An agreement to boost investment
On Wednesday, UNESCO Director-General Audrey Azoulay and French President Emmanuel Macron co-chaired a meeting of Heads of State and ministers of education from more than 40 countries, with the aim of strengthening global and national political commitment to education.
These exchanges led to the adoption of the Paris Declaration on Education. In this text, the participating States commit to improving investments by relying on public financing and public-private cooperation. They also call for increased international aid to education, making it a priority to reach the target of 0.7% of donor GNP for official development assistance.
UNESCO report to rethink the Futures of Education
Also on Wednesday, Ms Azoulay and Sahle-Work Zewde, President of Ethiopia, presented a new prospective report on education, fruit of two years of work by an independent international commission drawing on contributions from more than one million members of the public alongside the expertise of 400 UNESCO Associated Schools and 200 UNESCO Chairs worldwide.

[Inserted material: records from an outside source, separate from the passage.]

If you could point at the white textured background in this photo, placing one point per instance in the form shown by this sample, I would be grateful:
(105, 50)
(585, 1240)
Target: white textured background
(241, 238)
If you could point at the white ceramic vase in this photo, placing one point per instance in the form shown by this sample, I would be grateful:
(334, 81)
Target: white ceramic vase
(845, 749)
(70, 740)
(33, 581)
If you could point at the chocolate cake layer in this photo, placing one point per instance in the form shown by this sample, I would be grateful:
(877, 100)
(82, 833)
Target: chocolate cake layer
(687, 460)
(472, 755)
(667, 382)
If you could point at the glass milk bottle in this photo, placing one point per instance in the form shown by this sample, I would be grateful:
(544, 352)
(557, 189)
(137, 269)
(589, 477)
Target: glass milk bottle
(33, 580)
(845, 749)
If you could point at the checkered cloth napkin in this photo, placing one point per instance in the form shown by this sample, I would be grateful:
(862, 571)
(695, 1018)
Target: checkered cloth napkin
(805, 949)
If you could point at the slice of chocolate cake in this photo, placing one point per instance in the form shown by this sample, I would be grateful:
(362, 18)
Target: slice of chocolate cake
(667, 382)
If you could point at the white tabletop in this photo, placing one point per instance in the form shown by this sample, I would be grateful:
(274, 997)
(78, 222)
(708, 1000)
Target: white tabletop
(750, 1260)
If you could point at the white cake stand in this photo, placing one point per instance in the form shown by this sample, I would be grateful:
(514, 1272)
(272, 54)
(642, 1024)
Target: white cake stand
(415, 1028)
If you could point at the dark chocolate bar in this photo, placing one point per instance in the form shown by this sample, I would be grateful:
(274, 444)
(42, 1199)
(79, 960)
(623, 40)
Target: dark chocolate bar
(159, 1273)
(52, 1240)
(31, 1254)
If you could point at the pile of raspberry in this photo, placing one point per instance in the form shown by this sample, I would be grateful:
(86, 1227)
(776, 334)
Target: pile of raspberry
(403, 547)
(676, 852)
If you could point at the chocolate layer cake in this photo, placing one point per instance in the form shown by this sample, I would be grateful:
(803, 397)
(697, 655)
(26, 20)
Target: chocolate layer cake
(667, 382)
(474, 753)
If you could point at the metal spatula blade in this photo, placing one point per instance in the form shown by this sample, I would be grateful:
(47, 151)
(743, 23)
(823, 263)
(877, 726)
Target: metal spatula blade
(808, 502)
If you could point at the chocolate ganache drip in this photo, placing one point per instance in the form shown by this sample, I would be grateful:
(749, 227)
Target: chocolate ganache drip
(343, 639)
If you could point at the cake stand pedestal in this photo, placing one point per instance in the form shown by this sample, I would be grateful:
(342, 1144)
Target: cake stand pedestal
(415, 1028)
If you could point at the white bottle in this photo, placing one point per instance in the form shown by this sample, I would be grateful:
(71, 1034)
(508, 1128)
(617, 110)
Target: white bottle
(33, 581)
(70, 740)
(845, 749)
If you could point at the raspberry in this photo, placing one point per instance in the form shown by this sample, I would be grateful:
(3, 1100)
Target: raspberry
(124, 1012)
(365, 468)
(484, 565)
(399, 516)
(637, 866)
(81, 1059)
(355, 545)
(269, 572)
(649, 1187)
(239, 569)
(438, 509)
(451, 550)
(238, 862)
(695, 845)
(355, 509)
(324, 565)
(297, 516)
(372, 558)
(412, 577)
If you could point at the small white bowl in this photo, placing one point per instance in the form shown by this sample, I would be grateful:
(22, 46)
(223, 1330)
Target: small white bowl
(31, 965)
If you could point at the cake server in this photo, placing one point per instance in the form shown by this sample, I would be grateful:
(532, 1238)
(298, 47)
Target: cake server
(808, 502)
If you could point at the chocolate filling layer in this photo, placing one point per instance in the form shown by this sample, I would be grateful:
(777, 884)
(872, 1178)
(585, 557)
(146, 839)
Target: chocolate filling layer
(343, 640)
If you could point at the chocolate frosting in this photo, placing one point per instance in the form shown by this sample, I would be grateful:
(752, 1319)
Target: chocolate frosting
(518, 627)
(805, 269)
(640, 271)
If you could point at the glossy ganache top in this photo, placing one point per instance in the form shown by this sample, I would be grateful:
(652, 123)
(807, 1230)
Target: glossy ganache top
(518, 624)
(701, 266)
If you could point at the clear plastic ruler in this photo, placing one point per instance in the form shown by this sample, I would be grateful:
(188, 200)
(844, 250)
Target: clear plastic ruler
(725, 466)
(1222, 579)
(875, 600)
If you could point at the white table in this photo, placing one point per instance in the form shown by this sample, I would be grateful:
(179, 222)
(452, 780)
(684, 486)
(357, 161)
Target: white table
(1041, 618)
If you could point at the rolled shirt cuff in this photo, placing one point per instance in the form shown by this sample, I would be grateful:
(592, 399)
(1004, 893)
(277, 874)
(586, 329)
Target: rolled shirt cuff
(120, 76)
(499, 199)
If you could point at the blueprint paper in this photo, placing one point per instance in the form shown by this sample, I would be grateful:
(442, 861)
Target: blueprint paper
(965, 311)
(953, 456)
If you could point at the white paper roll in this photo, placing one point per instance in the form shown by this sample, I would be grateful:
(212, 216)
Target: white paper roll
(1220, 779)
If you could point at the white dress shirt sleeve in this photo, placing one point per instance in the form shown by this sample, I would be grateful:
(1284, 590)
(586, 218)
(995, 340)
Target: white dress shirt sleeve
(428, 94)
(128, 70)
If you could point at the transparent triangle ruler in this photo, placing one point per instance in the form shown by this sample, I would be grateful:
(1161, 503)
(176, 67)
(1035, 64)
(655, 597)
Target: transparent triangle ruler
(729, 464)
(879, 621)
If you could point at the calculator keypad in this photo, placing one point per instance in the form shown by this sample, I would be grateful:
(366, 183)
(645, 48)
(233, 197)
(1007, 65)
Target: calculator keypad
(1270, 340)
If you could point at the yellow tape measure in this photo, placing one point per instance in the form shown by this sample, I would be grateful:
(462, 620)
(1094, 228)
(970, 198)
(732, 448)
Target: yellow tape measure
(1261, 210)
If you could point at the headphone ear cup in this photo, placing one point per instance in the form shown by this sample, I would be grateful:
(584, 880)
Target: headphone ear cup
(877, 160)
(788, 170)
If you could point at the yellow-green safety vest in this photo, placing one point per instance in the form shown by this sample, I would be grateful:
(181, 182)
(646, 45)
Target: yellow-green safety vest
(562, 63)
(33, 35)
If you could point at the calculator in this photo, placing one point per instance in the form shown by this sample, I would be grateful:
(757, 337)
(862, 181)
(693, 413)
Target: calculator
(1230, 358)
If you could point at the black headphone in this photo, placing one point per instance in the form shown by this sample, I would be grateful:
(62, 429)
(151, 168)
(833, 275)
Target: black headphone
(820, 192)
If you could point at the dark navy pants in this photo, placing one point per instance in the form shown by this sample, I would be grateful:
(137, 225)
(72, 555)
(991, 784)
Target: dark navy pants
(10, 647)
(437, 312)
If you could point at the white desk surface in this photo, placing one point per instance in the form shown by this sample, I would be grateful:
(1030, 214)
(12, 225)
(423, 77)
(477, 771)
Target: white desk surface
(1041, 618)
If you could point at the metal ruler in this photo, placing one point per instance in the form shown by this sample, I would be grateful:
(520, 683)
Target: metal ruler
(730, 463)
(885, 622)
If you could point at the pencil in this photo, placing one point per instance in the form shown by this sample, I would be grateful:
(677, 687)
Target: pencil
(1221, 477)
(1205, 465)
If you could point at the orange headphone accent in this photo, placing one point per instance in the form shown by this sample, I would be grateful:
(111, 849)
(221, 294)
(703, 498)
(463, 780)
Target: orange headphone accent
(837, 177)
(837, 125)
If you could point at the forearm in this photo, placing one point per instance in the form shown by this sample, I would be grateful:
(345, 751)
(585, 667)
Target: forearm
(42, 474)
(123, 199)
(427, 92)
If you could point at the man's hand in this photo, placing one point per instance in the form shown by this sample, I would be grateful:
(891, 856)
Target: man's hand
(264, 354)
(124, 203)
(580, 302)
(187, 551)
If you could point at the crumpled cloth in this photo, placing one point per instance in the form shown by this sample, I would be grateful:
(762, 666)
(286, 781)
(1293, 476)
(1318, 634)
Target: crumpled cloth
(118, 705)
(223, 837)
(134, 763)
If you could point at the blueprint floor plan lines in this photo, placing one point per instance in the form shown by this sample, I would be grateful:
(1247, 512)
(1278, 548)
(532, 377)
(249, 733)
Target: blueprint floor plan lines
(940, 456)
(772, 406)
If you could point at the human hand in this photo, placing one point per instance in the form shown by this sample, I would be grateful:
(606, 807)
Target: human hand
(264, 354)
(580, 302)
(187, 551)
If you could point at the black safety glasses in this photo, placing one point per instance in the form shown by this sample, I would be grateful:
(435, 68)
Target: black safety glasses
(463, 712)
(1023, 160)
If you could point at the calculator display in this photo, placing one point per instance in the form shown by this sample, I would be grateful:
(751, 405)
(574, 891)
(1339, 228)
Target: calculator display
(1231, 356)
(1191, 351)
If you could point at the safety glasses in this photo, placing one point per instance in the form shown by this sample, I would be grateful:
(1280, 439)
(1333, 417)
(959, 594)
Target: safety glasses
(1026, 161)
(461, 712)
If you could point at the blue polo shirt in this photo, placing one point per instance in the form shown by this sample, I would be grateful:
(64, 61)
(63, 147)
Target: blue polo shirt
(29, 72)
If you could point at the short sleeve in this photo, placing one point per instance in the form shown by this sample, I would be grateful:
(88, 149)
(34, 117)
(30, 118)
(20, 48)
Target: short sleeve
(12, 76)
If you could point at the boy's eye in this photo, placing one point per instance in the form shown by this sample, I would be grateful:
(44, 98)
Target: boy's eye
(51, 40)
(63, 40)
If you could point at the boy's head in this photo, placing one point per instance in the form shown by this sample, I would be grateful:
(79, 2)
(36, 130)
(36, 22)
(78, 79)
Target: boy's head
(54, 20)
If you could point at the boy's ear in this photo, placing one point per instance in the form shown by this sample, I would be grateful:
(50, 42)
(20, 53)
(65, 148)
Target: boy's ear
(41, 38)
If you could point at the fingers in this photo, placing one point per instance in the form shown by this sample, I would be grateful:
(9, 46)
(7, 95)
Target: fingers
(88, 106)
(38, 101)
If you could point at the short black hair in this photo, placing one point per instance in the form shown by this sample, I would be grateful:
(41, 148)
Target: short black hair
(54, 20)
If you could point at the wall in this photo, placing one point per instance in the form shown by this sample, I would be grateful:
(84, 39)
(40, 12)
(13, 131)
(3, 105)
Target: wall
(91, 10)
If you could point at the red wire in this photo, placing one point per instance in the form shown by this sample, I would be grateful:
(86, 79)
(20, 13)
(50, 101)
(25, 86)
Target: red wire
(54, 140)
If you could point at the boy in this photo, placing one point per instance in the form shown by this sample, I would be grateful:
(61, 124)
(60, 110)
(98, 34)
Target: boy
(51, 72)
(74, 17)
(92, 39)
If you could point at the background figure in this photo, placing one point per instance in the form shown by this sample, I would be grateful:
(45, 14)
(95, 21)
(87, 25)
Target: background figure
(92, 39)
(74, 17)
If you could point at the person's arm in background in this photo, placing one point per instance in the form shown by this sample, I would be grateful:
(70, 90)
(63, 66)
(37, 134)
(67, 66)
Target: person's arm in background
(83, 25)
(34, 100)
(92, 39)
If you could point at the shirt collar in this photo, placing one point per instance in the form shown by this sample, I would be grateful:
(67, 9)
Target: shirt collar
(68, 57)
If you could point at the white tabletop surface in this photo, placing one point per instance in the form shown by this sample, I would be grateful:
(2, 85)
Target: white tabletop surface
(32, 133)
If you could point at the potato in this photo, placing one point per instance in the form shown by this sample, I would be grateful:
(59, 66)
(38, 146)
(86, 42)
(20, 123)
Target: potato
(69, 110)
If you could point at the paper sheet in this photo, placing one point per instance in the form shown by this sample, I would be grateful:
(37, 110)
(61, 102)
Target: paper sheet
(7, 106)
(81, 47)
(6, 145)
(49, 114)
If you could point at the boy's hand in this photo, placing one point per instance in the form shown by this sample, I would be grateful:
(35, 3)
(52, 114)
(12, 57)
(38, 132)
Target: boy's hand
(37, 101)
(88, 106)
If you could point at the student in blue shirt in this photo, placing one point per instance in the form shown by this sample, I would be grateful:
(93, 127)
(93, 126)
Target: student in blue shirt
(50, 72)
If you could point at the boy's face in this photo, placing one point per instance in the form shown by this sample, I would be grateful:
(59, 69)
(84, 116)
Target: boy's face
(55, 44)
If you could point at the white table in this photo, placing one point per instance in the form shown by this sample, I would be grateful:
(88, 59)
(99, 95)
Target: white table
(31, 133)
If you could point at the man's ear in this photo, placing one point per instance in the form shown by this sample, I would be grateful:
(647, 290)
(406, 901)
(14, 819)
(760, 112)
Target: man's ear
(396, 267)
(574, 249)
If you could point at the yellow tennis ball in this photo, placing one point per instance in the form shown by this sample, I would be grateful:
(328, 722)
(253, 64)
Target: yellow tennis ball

Entitled Reimagining our futures together: a new social contract for education, the report calls for the reform of curricula and teaching methods to take into account three major recent changes in our societies: those linked to globalization, the climate challenge and the digital revolution. It notably calls for:
- education to be based on human rights and respect for cultural diversity
- the integration of environmental education in all school programmes,
- teaching of digital tools to instil both the technical mastery and the critical spirit and distance that are necessary for their proper use.